Yoksulluğun Görünmez Yüzü
Bugün ABD’de 600 bin kişi evsiz. Daha da çarpıcı olanı, evsizlerin %30’unun çalışıyor olması. Yani tam zamanlı iş sahibi olmak bile artık barınma garantisi değil. Yaklaşık 40 milyon Amerikalı yoksulluk sınırının altında yaşıyor, her altı çocuktan biri açlıkla mücadele ediyor.
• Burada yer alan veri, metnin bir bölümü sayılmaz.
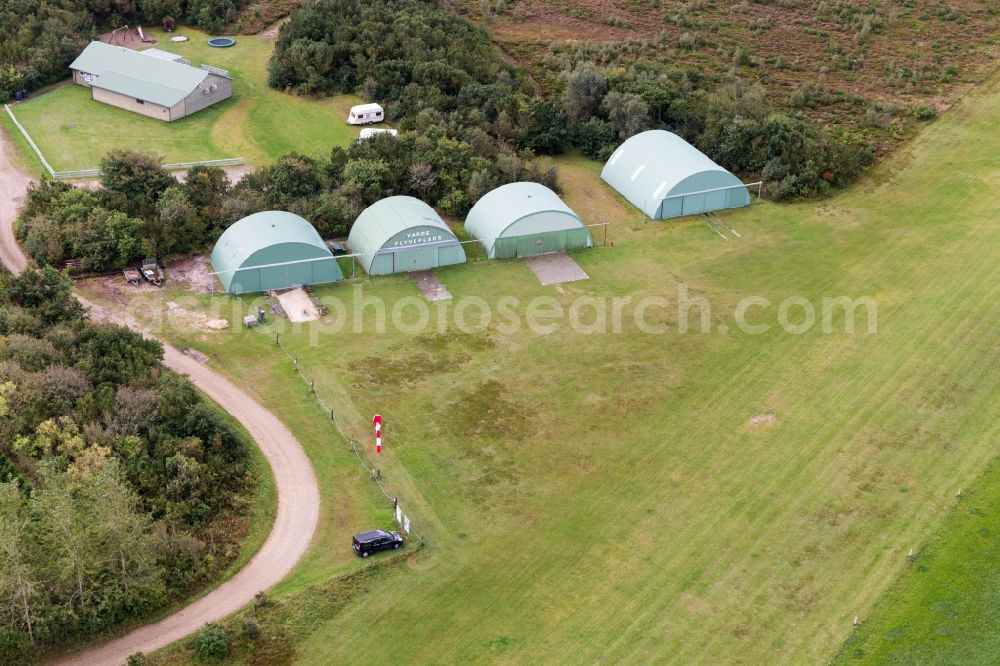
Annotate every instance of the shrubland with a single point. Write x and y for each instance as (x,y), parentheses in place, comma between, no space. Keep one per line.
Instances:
(430,68)
(121,489)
New York’un metro alt geçitlerinde battaniyeye sarılmış, plastik torbaları yastık yapmış insanlar günlük hayatın olağan görüntüsü haline geldi. Kimse dönüp bakmıyor bile. Bu manzara, Amerika’nın sessiz çöküşünü anlatıyor.
Amerikan Toplumunun Kutuplaşması
Zengin ile fakir arasındaki uçurum büyürken orta sınıf eriyor. En zengin %1, ülke servetinin %32’sini elinde tutuyor. Son 50 yılın en yüksek gelir eşitsizliği yaşanıyor. Üstelik Trump döneminden itibaren siyasette başlayan keskin kutuplaşma artık aile sofralarına, iş yerlerine, kiliselere kadar sızmış durumda.
Amerikan Rüyası mı, Amerikan Kabusu mu?
Amerika, kendi vatandaşlarının refahını artırmak yerine kaynaklarını uzak coğrafyalardaki savaşlarda tüketiyor. İçeride ise yoksulluk, evsizlik, altyapı sorunları büyüyor.
Bütün bunlar olurken, Amerikan Rüyası giderek sönüyor. Yerine her geçen gün büyüyen bir Amerikan kabusu geliyor. Ve bu kabus, artık sadece göçmenlerin değil, Amerikalıların da uykusunu kaçırıyor.